A spokesman for the Senior Medical Staff Association of the Cairns and Hinterland Health Service, anaesthetist Dr Sean McManus, told the ABC up to a 1000 SMOs working in Queensland Health may resign if forced to sign the contracts in their present form.
ASMOF President Dr Tony Sara said such a mass exodus of doctors would cause chaos in the public hospital system.
Dr Sara told the Courier-Mail that although patients in need of emergency treatment would continue to receive timely treatment, “elective surgery would grind to a halt”.
The Australasian Society for Emergency Medicine is the latest medical group advising its members not to take up offers to work in the Queensland public hospital system unless the contracts are renegotiated.

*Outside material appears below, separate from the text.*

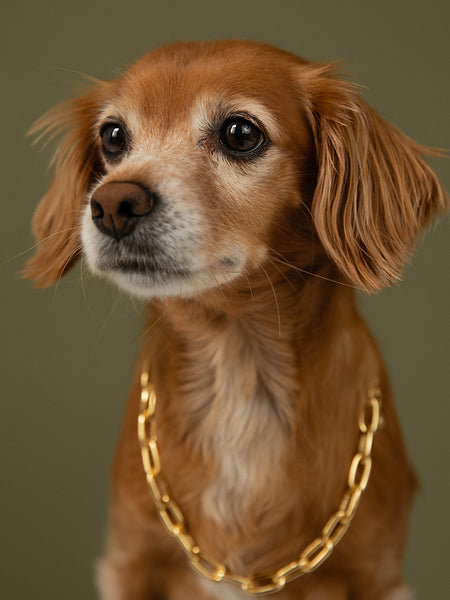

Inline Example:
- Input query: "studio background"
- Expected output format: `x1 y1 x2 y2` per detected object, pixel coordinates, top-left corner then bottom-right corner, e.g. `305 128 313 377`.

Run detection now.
0 0 450 600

In a notice to members, the Society said the State Government’s current offer was “deeply flawed, denies natural justice and leave individual doctors in a perilous position…there will be significant adverse effects on staff retention”.
The notice follows similar advice from other medical groups across Australia and internationally warning doctors to steer clear of Queensland unless or until employment contracts are revised.
Prominent Federal MP Bob Katter, the Member for Mount Isa, has joined the fray, writing to Mr Springborg to warn him of a likely mass exodus of senior public hospital doctors, consultants and specialists because of the contracts.
“I’ve had 85 emails from senior doctors throughout Queensland over the last week or so, and every single one of them said they would seriously consider leaving Queensland Health unless the Government makes an effort to re-negotiate these contracts,” Mr Katter said. “This is not about money; it’s about senior doctors being coerced into signing a contract that appears to be manifestly unfair and removes any enterprise bargaining and other employment rights.”
“No wonder doctors have sought legal advice, and no wonder the advice is, ‘Don’t sign’.”
Mr Katter said he was particularly concerned about the effect on Mount Isa Hospital, which he said was especially vulnerable if senior doctors left and sought work elsewhere.